Of course the other point is that sharks are far, far more threatened by us than we are by them. Leading shark expert Mark Cawardine estimates there are about 30-100 shark attacks each year on humans. When you imagine the hundreds of millions of people each year using the oceans for food and trade and recreation, it is obvious what a drop in the proverbial ocean this is. And then millions, some put the figure as high as 70 million sharks are killed each year by us. Much of this carnage is to sate the taste for shark fin soup, especially in the orient. This is particularly unpleasant as the sharks are fished out of the water, their fins are chopped off and the still living animal is thrown back into the water to die a long and lingering death.

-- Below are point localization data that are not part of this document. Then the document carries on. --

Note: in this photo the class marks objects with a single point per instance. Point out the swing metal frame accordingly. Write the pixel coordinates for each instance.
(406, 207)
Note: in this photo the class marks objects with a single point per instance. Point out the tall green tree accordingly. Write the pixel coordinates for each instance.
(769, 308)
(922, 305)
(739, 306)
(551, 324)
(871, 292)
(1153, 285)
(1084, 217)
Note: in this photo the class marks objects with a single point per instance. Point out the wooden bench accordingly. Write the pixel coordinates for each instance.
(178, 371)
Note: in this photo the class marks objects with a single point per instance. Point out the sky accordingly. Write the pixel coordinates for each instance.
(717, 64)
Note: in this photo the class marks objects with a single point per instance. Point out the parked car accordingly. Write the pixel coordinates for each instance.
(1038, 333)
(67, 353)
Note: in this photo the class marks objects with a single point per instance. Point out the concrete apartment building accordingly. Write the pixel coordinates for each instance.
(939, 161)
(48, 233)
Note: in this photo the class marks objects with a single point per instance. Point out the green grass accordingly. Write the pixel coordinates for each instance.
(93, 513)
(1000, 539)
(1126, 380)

I’ll be back in London in July and will be making a point of passing by the headquarters of the Zoological Society of London at Regent Park’s London Zoo. Last summer they had an exhibition to expose the sheer extent of the illegal trade in wild animals. There were confiscated tusks and rhino horns, illegal furs, tiger bones and pangolin scales from the spurious practice of “traditional” Chinese medicine and harrowing footage of the trade in wild animals for pets. The last exhibit was hung on the wall and was labeled with a sign that read “The World’s Most Dangerous Animal.”
It was a mirror.
Richard Hoath is a Senior Instructor at AUC’s Department of Rhetoric and Composition. He has published extensively about Egypt’s wildlife and fauna.